Il primo supereroe africano: Black Panther, re del popolo di Wakanda; una città tecnologicamente e econominamente avanti anni luce al resto del mondo (skyline futuristici, navicelle spaziali e sistemi intelligenti di comunicazione e trasporto), invisibile all’occhio umano grazie a uno speciale sistema protettivo. Lo stato deve la sua fortuna al vibranio, straodinaria lega metallica caduta dal cielo insieme a un meteorite milioni di anni prima. Un metallo più resistente di qualsiasi altro del pianeta e particolarmente duttile all’impiego tecnologico. Il vibranio è l’anima e il cuore del Wakanda. Intrappolato in una montagna, la città lo estrae da centinaia di anni, senza ancora averne intaccato la superficie.
Black Panther unisce perfettamente la cultura africana – o per meglio dire, un’idea della cultura africana – (fatta di riti ancestrali e tribù patriarcali), con il tradizionale spirito hollywoodiano della Marvel. Ryan Coogler porta al cinema un film con un’interessante commistione di elementi, capace di creare, da una parte, una vera e propria epica africana, e, dall’altra, di inventare un’estitica completamente nuova: sia a livello di scenografia e costumi (uno spiccato senso futuristico dei tradizionali costumi africani), sia nella musica, che vede partecipazioni illustri, come Kendrick Lamar, The Weekend e SZA, in grado di applicare e reinventare alle sonorità del continente le moderne canzoni di oggi.

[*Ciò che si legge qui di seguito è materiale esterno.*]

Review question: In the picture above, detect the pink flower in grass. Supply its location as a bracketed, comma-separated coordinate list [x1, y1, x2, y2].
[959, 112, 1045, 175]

Il nuovo lungometraggio della Marvel ha un sottotesto politico ben preciso. Nessuno prima di T’Challa aveva messo in discussione l’esclusione del Wakanda dai problemi esterni. Aiutare i milioni di africani in difficoltà in tutto il continente? Aprire le porte al resto del mondo per aiutare una popolazione in difficoltà ed esporsi così ai pericoli esterni? La prima volta che un film della “Casa delle Idee” affronta temi così centrali. Ma se all’ambizione di raccontare una storia d’intrattenimento puro, bilanciato con un messaggio politico piuttosto evidente, unisce una colonna sonora e un’atsmofera tribale davvero unica, Black Panther non riesce a mantenere la stessa efficacia anche nella sua realizzazione. Cercando il fascino di una spy story nella prima parte – con tanto di elenco dei vari gadget a disposizione della Pantera Nera, come in uno dei classici film di 007 – e un più classico racconto supereroistico nella seconda, il film non ha lo spessore (e probabilmente neanche il tempo) necessario per esplorare entrambi i generi. In altre parole, il lungometraggio inserisce così tanti elementi nella storia che anche l’ironia, notoriamente ben inserita nella narrazione – tanto da diventare anche le fondamenta di tanti film -, perde qui gran parte della sua efficacia, con battute e gag talmente deboli da rovinare intere scene d’azione.
Black Panther è un progetto talmente imbrigliato nei canoni Marvel da essere probabilmente il suo problema più grande. Importante per essere il primo film su un supereroe africano (e con tutta l’eco che questo progetto significa per la cultura afro americana), il messaggio politico non riesce ad abilitare del tutto l’intera produzione. Esteticamente è una gioia per gli occhi, ma per la gran parte del film l’aspetto esteriore è l’unico elemento che sorprende. Eccenzion fatta per due attori, entrambi i villain di questa storia: Erik Killmonger, interpretato da Michael B. Jordan, e Andy Serkis, che veste i panni di Ulysses Klaue (già visto in Avengers: Age of Ultron). Gli unici veramente in grado di aggiungere qualcosa ai loro personaggi, di andare oltre l’aspetto estetico e le pose supereroistiche, e di portare l’intero film a un livello più alto, tanto che la storia diventa veramente interessante quando sono loro i protagonisti della scena.